Not confetti mr smart guy.
Uh, have you seen a newspaper or magazine?
Have you seen a book? Read one?
Concerns over screen time are nothing new. When I was growing up, my mom limited us kids to 1 hour of TV time per week. Kids were supposed to play outside, or at least with toys that developed motor skills. There was something very wrong with parents who would let their kids watch TV for several hours a day.
Certain educational programs were exempt from that one hour restriction, so we got to watch National Geographic specials whenever they were on. But this was in the era when TV only had three channels, so you couldn't exactly flip to NatGeo whenever you wanted it.
"There was something very wrong with parents who would let their kids watch TV for several hours a day."
This goes double if those parents lived in the vicinity of the Canadian border where the nation's lax free-speech regulations allowed profanity, nudity and adult situations to be aired on the socialist CBC network.
dang, I missed that when I was a kid.
I have to say I do find it pretty lame and annoying when kids are always on their tablet or game or whatever. But they aren't my kids, so it's not really my business.
I think it is really important for kids to have lots of unstructured play. And computers and other tech toys can be good for that. But they can be pretty bad too.
I'm probably like most people (who had reasonably happy childhoods) and think the way I grew up is the right way.
Screen Time.
Something else for the busybodies and the government to protect us from.
Regulation is Salvation!
Not that it's even clear what internet addiction means
Posting hundreds of nearly identical comments a day for 15 years in your favorite political chat room might offer a clue to the definition.
Screen time is good for your brain -- you can learn a lot, and communicate with family and friends. Not so good for your body -- get outside and play or exercise occasionally.
I have a feeling, if it were studied, that kids on computers make more peaceful contacts with people from other countries than the U.S. State Department does. That ought to count for something.
What Kardaras' and similar articles leave out, however, is the fact that everything that is pleasurable activates these pathways. These are the brain's pleasure pathways.
"Well, then, if it makes you feel good, it must be regulated. We'll get around to all those other pleasurable activities later."
It's 'digital heroin': How screens turn kids into psychotic junkies.

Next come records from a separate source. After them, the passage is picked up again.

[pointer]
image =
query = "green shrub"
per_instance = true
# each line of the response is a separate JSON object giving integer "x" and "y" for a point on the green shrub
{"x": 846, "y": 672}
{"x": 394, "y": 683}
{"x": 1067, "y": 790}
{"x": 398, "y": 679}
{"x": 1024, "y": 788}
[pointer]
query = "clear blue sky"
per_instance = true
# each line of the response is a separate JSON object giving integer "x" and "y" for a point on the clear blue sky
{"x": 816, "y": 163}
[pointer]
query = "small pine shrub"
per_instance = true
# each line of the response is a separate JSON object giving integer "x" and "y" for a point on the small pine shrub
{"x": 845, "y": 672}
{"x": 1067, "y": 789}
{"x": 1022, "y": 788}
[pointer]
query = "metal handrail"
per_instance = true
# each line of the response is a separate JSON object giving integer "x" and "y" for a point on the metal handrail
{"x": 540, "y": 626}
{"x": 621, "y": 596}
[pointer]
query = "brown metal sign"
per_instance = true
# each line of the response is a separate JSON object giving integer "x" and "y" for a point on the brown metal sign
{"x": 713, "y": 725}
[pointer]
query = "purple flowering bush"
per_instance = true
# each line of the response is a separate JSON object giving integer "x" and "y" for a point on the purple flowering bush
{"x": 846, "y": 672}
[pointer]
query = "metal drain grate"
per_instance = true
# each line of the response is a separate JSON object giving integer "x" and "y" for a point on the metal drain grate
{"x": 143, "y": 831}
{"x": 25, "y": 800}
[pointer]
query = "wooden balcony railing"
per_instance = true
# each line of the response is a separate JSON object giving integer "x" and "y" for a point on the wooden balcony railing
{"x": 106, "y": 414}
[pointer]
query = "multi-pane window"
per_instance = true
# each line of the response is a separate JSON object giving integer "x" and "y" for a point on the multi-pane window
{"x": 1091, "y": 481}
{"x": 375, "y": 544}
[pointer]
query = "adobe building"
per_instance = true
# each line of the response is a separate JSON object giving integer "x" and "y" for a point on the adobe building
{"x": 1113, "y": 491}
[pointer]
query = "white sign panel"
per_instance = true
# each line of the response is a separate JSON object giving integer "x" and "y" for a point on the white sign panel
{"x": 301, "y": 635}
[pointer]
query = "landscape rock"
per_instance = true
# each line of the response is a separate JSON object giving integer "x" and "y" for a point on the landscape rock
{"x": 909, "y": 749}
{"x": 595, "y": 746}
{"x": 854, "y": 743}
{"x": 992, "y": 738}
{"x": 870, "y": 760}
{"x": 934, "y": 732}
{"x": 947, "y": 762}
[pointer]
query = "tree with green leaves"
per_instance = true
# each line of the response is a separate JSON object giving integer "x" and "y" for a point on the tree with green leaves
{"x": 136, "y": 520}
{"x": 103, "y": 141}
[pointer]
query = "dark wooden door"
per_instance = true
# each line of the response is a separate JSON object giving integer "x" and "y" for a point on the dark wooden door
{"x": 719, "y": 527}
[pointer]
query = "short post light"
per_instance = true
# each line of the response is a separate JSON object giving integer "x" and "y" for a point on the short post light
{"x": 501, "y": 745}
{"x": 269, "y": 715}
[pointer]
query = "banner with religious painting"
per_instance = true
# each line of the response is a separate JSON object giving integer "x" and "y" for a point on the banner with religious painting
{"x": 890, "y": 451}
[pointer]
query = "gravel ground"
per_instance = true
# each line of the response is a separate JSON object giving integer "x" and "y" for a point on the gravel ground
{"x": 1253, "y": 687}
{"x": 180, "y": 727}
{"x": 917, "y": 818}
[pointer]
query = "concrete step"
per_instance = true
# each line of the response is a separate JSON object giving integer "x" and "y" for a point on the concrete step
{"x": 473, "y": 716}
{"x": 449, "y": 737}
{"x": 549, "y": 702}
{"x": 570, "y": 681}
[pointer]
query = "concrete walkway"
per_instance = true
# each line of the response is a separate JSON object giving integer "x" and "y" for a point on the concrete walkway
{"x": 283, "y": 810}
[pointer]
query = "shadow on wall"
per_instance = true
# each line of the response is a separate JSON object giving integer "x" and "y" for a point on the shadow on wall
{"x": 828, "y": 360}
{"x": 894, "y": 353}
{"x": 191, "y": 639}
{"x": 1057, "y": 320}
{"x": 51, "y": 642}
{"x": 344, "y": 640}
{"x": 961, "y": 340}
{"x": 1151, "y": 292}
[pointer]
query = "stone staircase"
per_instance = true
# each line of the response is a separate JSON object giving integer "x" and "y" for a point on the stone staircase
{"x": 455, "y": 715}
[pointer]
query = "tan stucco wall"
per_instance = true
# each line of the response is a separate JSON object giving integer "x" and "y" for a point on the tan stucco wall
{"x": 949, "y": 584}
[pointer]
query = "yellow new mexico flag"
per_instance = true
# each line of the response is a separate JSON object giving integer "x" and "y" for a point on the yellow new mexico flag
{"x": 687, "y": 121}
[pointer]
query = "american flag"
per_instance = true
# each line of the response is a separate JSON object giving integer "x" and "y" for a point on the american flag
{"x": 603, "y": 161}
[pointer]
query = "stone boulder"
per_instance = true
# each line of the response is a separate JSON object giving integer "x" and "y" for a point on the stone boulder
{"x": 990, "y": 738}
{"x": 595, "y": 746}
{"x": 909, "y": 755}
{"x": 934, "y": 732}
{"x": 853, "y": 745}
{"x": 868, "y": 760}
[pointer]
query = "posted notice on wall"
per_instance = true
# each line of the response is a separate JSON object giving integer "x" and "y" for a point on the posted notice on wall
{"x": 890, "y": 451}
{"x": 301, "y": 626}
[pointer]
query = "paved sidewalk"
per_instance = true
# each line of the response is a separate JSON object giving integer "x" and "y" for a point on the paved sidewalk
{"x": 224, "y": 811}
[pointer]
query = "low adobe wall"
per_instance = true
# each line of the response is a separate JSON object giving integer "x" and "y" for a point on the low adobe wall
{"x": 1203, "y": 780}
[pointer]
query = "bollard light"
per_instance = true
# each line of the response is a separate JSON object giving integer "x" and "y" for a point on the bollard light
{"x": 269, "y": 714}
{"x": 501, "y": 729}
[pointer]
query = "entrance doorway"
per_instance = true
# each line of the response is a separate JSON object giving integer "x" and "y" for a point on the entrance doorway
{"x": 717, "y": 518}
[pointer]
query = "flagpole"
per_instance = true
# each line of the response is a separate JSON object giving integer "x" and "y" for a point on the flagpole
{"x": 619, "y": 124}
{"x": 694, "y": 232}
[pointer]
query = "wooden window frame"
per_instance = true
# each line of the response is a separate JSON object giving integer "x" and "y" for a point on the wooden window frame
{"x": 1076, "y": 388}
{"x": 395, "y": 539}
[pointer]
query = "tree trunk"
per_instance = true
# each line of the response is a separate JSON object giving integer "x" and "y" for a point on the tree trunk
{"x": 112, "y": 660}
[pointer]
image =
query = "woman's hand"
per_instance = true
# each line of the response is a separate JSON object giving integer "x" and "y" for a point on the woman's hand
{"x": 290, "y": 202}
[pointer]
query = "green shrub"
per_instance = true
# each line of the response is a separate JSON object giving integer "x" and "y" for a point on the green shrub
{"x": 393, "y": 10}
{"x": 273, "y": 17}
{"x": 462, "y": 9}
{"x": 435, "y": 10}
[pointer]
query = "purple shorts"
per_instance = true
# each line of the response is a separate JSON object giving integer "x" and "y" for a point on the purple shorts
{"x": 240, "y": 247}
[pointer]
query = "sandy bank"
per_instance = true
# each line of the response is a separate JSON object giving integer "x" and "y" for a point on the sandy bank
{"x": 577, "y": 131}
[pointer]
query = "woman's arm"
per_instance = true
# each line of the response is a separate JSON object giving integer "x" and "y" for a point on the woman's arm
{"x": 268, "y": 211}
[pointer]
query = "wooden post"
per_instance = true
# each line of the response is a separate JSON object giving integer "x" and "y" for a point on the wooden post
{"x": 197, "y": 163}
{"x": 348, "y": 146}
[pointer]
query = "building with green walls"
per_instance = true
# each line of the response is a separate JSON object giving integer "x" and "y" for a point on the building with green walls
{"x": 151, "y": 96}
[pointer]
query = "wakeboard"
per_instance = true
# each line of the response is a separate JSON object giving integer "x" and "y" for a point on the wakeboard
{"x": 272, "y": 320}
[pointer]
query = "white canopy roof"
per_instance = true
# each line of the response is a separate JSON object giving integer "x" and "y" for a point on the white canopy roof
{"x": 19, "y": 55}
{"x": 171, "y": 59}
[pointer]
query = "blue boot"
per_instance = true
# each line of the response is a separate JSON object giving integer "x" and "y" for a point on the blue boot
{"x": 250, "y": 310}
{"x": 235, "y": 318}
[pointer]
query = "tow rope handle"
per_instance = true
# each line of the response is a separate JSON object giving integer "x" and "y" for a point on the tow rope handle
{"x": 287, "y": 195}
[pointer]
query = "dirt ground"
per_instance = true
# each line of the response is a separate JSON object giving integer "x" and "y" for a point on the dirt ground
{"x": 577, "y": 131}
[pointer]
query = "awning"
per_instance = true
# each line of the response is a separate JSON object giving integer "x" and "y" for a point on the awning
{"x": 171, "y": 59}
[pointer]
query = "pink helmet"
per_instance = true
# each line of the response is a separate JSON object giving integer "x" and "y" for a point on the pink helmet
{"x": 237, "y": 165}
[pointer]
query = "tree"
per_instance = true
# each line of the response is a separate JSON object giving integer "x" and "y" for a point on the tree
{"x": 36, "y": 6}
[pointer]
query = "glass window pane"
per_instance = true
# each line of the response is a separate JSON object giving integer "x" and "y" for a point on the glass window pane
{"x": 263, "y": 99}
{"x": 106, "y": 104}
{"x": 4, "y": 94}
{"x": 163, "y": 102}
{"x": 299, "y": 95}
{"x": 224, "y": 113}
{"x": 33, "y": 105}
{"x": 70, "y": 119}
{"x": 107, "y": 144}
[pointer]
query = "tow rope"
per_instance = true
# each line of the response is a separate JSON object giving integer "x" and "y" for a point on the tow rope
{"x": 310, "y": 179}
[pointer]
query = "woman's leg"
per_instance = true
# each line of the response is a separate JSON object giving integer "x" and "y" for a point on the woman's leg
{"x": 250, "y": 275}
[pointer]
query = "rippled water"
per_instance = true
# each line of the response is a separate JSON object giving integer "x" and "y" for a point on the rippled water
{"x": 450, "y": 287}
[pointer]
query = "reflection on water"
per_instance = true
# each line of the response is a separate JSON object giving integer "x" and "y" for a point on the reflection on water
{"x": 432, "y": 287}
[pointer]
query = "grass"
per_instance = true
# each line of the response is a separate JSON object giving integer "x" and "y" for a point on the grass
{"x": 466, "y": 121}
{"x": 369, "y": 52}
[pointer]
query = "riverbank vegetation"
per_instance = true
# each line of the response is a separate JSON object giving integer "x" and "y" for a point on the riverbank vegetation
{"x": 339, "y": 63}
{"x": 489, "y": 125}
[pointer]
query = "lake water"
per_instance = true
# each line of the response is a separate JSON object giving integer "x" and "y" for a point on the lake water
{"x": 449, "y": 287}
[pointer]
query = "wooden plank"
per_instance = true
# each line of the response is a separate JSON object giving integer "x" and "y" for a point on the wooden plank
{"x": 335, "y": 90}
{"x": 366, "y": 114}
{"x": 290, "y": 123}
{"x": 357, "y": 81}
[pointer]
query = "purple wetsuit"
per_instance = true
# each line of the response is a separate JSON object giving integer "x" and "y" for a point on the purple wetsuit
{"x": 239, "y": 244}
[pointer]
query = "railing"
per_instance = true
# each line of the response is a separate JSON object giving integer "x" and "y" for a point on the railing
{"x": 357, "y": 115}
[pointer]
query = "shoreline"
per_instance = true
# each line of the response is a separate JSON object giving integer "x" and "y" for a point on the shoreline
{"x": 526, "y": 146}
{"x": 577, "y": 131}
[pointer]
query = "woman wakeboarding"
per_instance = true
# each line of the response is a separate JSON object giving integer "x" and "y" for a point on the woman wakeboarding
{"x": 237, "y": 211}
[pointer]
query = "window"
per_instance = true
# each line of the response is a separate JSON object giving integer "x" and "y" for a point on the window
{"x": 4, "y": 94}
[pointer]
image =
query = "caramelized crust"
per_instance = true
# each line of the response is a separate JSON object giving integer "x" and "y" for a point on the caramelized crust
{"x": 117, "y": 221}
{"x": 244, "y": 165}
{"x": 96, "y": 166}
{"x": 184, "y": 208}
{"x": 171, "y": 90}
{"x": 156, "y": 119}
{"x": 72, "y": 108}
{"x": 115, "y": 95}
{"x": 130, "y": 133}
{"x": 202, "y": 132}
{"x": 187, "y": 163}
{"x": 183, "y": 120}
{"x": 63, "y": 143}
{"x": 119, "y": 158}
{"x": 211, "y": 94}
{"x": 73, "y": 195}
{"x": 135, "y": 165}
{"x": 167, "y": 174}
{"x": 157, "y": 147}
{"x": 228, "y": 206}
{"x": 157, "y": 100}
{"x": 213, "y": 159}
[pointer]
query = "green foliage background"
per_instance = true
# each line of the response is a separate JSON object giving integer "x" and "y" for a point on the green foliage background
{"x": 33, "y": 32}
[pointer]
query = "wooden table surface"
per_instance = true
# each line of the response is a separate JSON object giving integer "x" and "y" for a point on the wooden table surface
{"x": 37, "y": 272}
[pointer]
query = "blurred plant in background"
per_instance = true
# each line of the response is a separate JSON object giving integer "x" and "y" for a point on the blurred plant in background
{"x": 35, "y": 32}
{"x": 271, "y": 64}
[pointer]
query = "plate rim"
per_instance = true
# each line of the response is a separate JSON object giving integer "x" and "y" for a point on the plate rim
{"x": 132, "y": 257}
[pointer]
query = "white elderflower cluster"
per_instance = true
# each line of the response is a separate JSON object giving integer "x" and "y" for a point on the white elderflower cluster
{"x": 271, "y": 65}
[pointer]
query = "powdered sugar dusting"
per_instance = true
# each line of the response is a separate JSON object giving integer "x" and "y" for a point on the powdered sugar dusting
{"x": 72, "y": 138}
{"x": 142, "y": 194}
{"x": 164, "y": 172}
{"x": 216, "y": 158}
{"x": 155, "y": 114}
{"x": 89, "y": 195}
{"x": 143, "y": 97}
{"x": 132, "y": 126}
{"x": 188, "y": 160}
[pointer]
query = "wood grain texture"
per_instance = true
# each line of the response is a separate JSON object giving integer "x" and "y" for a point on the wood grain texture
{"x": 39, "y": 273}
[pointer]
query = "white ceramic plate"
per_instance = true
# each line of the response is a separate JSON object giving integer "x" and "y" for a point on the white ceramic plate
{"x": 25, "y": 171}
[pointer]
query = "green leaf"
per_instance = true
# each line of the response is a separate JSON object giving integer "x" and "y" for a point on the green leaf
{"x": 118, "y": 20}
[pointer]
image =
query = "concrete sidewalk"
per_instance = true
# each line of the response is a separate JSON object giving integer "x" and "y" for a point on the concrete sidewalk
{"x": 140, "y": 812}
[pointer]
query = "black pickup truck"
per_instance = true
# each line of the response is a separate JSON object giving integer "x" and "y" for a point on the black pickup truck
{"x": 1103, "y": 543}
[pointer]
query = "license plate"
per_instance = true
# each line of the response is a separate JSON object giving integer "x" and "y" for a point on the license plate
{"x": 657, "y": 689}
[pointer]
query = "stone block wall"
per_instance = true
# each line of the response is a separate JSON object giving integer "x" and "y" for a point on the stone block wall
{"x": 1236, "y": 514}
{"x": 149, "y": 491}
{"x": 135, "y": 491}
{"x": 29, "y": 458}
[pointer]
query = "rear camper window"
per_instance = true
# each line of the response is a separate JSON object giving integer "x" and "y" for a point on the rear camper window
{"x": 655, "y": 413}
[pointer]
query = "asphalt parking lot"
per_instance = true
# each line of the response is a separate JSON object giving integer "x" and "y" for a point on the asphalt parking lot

The first "violent" first-person video game was Doom, which launched in 1993. Isn't it interesting that the U.S. violent crime rate peaked that year, and has been dropping ever since? Makes it kind of hard to argue that those games, which went from zero to zillions of players, caused any sort of psychotic mass problems.
Freedom is slavery
Before computers, my wife spent all her free time reading books. Now she spends her free time reading books on her Kindle and I get to watch whatever I want on TV.
The main problem with hours and hours of screen time is that it leaves few waking hours for things kids are required to do like homework and things adults would like them to do like chores. It can also make your kid fat and unhealthy if it replaces most physical activity. Early onset type II diabetes and all that.